RiFyFi is a framework for Radio Frequency Fingerprint Identification. RFF is a unique signature created in the emitter transmission chain by the hardware impairments. These impairments may be used as a secure identifier as they cannot be easily replicated for spoofing purposes. In recent years, the RFF identification relies mainly on Deep Learning (DL), and large databases are consequently needed to improve identification in different environmental conditions. RiFyFi is introduced to propose a framework combine with a virtual database to explore the RFF identification.
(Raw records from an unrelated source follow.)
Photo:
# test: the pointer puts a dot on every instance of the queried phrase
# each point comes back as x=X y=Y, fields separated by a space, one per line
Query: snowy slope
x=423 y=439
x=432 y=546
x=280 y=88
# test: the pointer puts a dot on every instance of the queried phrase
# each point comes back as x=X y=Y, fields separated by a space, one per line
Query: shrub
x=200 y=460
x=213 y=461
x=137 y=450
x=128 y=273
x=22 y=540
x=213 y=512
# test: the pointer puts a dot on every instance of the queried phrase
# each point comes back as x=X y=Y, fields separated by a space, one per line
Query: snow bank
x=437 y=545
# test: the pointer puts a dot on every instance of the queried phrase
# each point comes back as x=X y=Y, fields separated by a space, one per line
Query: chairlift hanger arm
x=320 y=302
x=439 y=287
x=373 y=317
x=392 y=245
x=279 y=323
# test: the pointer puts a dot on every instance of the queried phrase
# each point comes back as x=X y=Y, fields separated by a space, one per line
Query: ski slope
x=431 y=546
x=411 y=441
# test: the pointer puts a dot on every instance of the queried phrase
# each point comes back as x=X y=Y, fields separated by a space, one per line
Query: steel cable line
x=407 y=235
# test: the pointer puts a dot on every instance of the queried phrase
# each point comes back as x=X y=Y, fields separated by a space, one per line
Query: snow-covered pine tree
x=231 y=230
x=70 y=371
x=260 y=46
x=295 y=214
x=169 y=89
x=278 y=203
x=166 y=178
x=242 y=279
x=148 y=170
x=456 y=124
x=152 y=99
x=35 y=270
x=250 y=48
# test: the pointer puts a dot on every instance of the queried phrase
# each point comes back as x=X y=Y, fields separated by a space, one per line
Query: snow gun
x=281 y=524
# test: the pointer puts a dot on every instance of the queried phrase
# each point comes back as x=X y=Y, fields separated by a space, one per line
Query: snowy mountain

Different transmission scenarios are modeled such as the data type (being a preamble or a payload) and the data size.

RiFyFi is composed of different subpackage
- RiFyFi_VDG : The Virtual Database Generator
- RiFyFi_IdF : Package for training and testing network
- Augmentation : Package used for data augmentation
- Results : Package to create some confusion matrix or F1 score evolution in function of time.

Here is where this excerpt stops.